Matriptase is required for the active form of hepatocyte growth factor induced Met, focal adhesion kinase and protein kinase B activation on neural stem/progenitor cell motility

• HGF induces Met–PI3K–Akt–FAK signaling and MMP2 expression in neural stem cells.
• FAK is downstream of HGF-induced PI3K–Akt signaling in neural stem/progenitor cell.
• HGF-stimulated neural stem cell motility is inhibited by PI3K, Akt or FAK inhibitor.
• Matriptase is essential for HGF-induced activation of c-Met and downstream events.
• Matriptase on c-Met activation is independent of its role on HGF activation.

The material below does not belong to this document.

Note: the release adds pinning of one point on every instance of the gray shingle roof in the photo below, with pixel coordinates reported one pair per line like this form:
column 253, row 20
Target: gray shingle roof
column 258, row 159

Hepatocyte growth factor (HGF) is a chemoattractant and inducer for neural stem/progenitor (NS/P) cell migration. Although the type II transmembrane serine protease, matriptase (MTP) is an activator of the latent HGF, MTP is indispensable on NS/P cell motility induced by the active form of HGF. This suggests that MTP's action on NS/P cell motility involves mechanisms other than proteolytic activation of HGF. In the present study, we investigate the role of MTP in HGF-stimulated signaling events. Using specific inhibitors of phosphatidylinositol-3-kinase (PI3K), protein kinase B (Akt) or focal adhesion kinase (FAK), we demonstrated that in NS/P cells HGF-activated c-Met induces PI3k-Akt signaling which then leads to FAK activation. This signaling pathway ultimately induces MMP2 expression and NS/P cell motility. Knocking down of MTP in NS/P cells with specific siRNA impaired HGF-stimulation of c-Met, Akt and FAK activation, blocked HGF-induced production of MMP2 and inhibited HGF-stimulated NS/P cell motility. MTP-knockdown NS/P cells cultured in the presence of recombinant protein of MTP protease domain or transfected with the full-length wild-type but not the protease-defected MTP restored HGF-responsive events in NS/P cells. In addition to functioning as HGF activator, our data revealed novel function of MTP on HGF-stimulated c-Met signaling activation.